Coupled with the loss of the boat, Aleck’s first thought was that the man had been indulging in a sailor’s weakness and was the worse for rum; but a second glance at the ghastly face below him opened the lad’s eyes to the simple truth, and he spoke more gently:

“Feel faint, Tom?”

“Ay, sir, I s’pose it’s that. I feel just as I did after that there cannon ball took off my legs. I’m getting better now you’ve stopped that ringing o’ the bells in my ears.”

“That’s right, Tom.”

“But is the boat safe, sir? Don’t let her go right down.”

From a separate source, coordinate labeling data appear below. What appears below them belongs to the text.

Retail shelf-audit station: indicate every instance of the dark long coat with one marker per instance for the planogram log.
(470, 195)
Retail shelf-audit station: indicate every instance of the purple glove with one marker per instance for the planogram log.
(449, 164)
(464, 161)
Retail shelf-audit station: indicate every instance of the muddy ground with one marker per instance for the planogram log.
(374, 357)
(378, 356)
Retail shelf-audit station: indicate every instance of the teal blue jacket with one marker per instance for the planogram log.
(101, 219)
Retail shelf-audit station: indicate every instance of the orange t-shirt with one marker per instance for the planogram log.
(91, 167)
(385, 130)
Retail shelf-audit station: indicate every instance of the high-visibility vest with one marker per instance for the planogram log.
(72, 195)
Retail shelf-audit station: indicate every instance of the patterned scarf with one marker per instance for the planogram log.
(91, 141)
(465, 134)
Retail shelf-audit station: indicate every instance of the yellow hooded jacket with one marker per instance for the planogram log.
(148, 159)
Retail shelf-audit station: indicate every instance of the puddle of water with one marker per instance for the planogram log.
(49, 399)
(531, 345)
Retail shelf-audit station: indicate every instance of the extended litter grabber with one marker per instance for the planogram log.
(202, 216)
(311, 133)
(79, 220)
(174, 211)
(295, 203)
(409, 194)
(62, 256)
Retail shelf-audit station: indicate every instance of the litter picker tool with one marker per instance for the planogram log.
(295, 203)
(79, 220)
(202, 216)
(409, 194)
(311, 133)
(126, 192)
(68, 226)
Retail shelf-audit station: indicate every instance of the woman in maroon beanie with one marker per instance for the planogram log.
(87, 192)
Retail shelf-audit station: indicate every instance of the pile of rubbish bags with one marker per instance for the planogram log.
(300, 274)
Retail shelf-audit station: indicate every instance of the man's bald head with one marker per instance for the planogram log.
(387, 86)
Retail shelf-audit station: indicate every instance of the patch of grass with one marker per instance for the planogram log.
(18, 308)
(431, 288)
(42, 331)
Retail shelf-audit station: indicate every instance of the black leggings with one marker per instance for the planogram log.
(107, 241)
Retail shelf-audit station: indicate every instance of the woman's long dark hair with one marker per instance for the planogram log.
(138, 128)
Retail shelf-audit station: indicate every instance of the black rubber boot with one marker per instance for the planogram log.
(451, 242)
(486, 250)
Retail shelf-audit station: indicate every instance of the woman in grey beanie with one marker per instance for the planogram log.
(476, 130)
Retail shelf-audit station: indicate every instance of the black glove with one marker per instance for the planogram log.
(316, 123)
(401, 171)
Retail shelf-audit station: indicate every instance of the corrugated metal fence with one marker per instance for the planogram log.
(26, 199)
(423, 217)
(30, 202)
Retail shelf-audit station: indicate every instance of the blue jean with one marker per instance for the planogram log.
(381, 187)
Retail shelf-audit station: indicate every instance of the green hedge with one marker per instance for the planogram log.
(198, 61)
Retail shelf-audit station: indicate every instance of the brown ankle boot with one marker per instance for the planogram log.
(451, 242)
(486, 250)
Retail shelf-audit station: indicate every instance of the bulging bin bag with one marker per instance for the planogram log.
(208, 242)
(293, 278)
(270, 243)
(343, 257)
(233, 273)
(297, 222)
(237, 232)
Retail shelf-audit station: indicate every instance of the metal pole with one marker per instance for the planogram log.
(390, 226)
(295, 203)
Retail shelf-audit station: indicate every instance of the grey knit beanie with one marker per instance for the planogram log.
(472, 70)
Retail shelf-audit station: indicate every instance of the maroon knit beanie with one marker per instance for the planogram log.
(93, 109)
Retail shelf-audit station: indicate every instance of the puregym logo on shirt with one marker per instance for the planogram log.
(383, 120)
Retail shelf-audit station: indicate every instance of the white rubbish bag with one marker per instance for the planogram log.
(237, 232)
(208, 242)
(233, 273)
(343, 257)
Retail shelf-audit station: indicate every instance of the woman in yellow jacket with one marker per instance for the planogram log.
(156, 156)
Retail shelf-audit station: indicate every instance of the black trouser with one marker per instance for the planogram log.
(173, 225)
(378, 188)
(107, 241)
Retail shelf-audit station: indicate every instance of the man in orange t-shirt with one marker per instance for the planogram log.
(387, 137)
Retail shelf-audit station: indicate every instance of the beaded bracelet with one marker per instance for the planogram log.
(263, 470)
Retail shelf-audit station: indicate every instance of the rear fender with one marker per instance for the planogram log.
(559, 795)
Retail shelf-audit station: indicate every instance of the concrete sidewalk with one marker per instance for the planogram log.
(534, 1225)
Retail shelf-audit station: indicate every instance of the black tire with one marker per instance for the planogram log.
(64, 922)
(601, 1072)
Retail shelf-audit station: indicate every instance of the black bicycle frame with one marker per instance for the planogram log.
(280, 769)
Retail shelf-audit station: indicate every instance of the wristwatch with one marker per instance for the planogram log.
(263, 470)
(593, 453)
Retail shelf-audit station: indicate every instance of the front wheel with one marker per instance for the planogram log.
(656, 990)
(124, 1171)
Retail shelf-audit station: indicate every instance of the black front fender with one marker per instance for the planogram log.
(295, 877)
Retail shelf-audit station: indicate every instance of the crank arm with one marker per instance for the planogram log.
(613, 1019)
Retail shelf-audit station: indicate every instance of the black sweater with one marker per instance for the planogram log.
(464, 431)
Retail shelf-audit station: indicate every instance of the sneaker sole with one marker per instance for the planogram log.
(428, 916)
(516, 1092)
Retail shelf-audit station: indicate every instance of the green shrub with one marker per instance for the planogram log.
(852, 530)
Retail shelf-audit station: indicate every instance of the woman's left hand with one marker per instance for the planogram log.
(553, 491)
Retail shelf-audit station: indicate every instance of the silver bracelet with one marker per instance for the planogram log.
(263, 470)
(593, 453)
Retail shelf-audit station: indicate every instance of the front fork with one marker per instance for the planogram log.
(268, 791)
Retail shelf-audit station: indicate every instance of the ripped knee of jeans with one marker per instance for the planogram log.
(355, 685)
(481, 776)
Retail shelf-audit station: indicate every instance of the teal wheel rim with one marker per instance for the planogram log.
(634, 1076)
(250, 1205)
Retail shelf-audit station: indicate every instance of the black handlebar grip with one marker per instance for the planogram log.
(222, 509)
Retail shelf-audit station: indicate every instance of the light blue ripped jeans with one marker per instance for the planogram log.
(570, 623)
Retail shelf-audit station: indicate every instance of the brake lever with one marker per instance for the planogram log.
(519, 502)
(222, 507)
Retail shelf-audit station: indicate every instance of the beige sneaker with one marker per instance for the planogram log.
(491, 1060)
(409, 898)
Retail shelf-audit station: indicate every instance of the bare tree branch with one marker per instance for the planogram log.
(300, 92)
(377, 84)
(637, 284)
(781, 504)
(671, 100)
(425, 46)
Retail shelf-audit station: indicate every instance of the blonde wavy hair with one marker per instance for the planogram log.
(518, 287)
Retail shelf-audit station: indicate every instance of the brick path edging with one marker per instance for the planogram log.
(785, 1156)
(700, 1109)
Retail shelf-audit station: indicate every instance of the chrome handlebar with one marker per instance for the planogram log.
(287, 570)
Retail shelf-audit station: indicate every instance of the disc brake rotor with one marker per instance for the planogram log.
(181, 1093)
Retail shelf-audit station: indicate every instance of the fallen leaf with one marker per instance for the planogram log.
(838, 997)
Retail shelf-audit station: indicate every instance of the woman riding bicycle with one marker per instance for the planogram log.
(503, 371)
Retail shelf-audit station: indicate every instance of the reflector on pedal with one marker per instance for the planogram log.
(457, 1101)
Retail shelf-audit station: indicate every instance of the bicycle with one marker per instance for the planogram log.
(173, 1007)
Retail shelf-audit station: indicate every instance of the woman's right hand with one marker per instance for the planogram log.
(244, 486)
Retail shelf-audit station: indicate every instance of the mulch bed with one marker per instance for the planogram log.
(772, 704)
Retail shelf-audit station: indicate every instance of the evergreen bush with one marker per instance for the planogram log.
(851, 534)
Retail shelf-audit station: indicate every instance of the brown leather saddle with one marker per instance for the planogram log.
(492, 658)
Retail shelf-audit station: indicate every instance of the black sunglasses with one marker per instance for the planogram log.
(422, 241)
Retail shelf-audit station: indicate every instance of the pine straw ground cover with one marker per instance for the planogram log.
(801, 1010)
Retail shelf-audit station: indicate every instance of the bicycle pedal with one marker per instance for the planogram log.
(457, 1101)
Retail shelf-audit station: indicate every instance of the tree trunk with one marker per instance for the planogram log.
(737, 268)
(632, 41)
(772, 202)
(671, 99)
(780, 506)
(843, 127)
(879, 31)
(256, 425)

“She’s safe enough so long as the rope doesn’t part.”

“Then look at her knots, sir. I did teach yer proper. Don’t say as you’ve tied one as’ll slip.”

“The rope’s all right, Tom.”

“Hah!” groaned the man. “Then if you wouldn’t mind, sir, just help me up the other steps and lie me down flat on my back for a minute. I feel as if that would set me right.”

“Come on, then,” said Aleck; “but you must help, or we shall both go overboard.”

“I’m a-going to help, sir,” said the man, with his voice beginning to grow stronger. “I think I can keep upright on my pegs again if you’ll lend me a hand. No, hold hard a minute like, sir; there’s no room for two on these bits o’ steps. You’ve got plenty o’ slack line, sir?”

“Yes.”

“Then pass the end round under my arms and make fast. Then you go atop and haul, and you can twist the line round a post so as I can’t slip.”

“Of course,” cried Aleck, and following out the poor fellow’s instructions he went up to the pier, passed the rope round the nearest post, and hauled steadily, while without rising to his feet the poor fellow hitched himself, after a way he had learned, in a sitting position by means of his hands, right on to the pier, where once landed he rolled over with a groan, and fainted dead away.